18 November 2005

shots in the dark

Thanksgiving is around the corner and this means a trip back to hometown..definitely not looking forward to this.
Sister (crying) called me late one night last week.
I don't know what to say.
Sister thinks that some bad things happened to her when she was little. She says that she remembers very little about her childhood. She wonders if this is some kind of defensive mechanism to block out the bad things that happened to her.............

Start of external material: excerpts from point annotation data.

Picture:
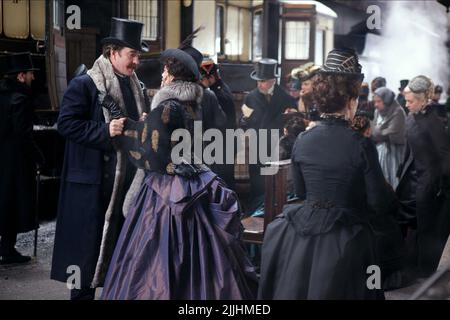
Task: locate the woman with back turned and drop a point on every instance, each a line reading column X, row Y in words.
column 322, row 248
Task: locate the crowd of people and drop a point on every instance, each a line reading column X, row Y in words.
column 373, row 177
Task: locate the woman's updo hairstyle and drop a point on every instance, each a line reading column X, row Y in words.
column 338, row 81
column 421, row 86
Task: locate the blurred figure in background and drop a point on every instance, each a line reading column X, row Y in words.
column 400, row 97
column 20, row 156
column 424, row 187
column 388, row 132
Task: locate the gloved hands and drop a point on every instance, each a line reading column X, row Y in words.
column 114, row 109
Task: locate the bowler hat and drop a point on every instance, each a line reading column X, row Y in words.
column 265, row 69
column 343, row 62
column 403, row 84
column 126, row 33
column 184, row 58
column 19, row 62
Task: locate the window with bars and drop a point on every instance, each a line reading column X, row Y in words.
column 20, row 19
column 147, row 13
column 220, row 30
column 257, row 35
column 296, row 40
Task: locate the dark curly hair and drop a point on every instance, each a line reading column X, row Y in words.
column 331, row 92
column 178, row 70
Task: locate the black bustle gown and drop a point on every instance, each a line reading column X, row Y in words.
column 182, row 237
column 322, row 248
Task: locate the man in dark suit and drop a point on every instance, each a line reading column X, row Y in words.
column 19, row 156
column 211, row 80
column 424, row 187
column 263, row 109
column 97, row 178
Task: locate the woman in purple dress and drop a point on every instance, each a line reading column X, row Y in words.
column 182, row 237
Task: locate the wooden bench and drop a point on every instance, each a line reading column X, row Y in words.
column 275, row 199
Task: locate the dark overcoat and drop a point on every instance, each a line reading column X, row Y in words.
column 265, row 115
column 424, row 186
column 18, row 160
column 86, row 181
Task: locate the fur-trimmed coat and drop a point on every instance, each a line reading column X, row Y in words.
column 92, row 198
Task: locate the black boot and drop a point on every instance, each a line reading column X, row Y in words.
column 8, row 252
column 82, row 294
column 14, row 257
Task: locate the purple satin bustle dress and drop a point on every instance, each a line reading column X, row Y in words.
column 181, row 240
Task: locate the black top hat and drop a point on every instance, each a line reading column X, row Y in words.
column 126, row 33
column 265, row 69
column 184, row 58
column 342, row 61
column 194, row 53
column 19, row 62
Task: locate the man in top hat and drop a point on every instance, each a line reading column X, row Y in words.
column 20, row 155
column 213, row 114
column 210, row 79
column 263, row 109
column 400, row 97
column 97, row 181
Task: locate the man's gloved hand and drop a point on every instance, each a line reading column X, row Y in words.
column 114, row 109
column 185, row 170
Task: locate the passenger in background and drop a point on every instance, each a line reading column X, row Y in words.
column 388, row 132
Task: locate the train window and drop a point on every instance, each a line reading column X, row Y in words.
column 57, row 14
column 297, row 40
column 257, row 34
column 220, row 30
column 238, row 41
column 37, row 20
column 147, row 13
column 16, row 19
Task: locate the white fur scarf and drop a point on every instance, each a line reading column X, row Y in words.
column 102, row 73
column 180, row 90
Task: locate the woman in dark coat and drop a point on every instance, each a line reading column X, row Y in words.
column 323, row 248
column 181, row 238
column 424, row 187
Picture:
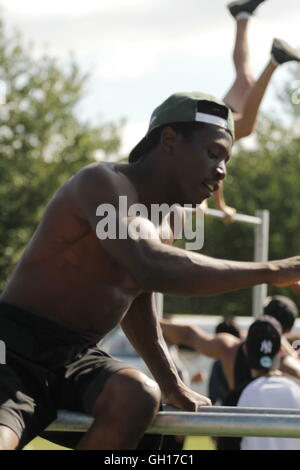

FUCK IT, MAN. I'M SO FUCKING SICK AND TIRED OF DEALING WITH THIS SHIT. I'M SO FUCKING SICK AND TIRED OF DEALING WITH PEOPLE THAT CAN'T GET THEIR SHIT TOGETHER>>>>>>>>>>
GROWING UP I WAS A "MOMMA'S BOY" SO IT'S HARD FOR ME TO ACCEPT THAT.........SHIT. I DON'T KNOW WHAT THE HELL I'M EVEN TRYING TO SAY. MOM, YOU FUCKED UP. BIG TIME. DAD, YOU DID THE BEST THAT YOU COULD DO SO I GUESS I CAN'T HOLD ANYTHING AGAINST YOU>>>>>>>>>>
WHAT THE FUCK AM I?
>>>>>>>>>>>>>>>>WHO THE HELL AM I?
>>>>THIS IS WHAT I'VE BECOME.
<>><<<<<<<<<>>SOME 27 YEAR OLD MAN-CHILD THAT SPENDS EVERY NITE TUCKED AWAY IN A SHELL OF TELEVISION.INTERNET.VIDEO*GAME.FANTASY.
>>>>>>IT'S 25 DEGREES OUTSIDE. IT'S COLD ON THE INSIDE, TOO>>>>>>>>>>>>>
IT'S COLD AND IT'S ALONE AND IT'S ALL THAT I HAVE AND I'M HOPING. HOPING FOR SOME 31ST CENTURY SAVIOR. A SAVIOR THAT ISN'T OF THIS WORLD. A SAVIOR THAT I CAN'T UNDERSTAND. NO ONE WOULD UNDERSTAND. A VIRGIN SAVIOR. A SAVIOR WHOSE SKIN IS CLEAN. AND PURE. A SAVIOR WHOSE EYES HAVE NOT BEEN CONTAMINATED BY THE ATROCITIES AND NAKED COLOURS OF THIS WORLD. (remember the vC: the eyes don't come clean after you've seen too much) A SAVIOR THAT WON'T SPIT THE SAME GODDAMNED CLICHES THAT I AM TYPING RIGHT NOW. A GIRL. A WOMAN. A LOVER. A GODDESS. SOMETHING THAT WILL CRADLE MY HEART LIKE A MOTHER TO HER NAKED, TENDER INFANT. I WANT TO BE THAT IGNORANT BABE SLEEPING IN A CRIB IN A ROOM FILLED WITH THINGS THAT I DON'T UNDERSTAND. I DON'T WANT TO UNDERSTAND ANYTHING. I SIMPLY WANT TO FEEL. TO FEEL A WARM PRESENCE NEXT TO ME AT NIGHT. A GLOWING BODY OF NEURONS AND TENDONS AND HAIR AND FLESH. AND NEXT TO ME.
>>>>>>>>IT'S ALL OUT OF REACH. I'VE BECOME ISOLATED. "frank, frank. frank. where have you been? what have you done? frank. it's been years, you're not a kid anymore, and what can you tell us? what have you seen? what are you sure of?"*
>>>>>>I FEEL LIKE WALTER SELBY FROM The King is Dead. IT'S LIKE I'VE BEEN LOCKED UP FOR THREE DECADES AND I CAN'T SEEM TO RELATE TO ANYONE OR ANYTHING. "he was like rip van winkle. he used to tell us: call waiting, contact lenses, price clubs, cell phone towers, said Donald. words like ms. on envelopes and motherfucker on cable television, all those wires and radio waves, all these plastic bags, men and women exercising, corporate parks, organic foods, signs in spanish, video everywhere, radar guns, no one acted their age, there were so many messages from everyone to everyone, all those things flying around in space while all the streets below were empty, reminders and alarms of nothing more important than the day ahead...it seemed to him that half the nation was high on something the other half had never heard of...he really didn't know anything about how to get along."*
>>>>>>>>>>>>>>>>>>>>>>>>>>>>>>>>>>>>>>>>>>where do i go from here?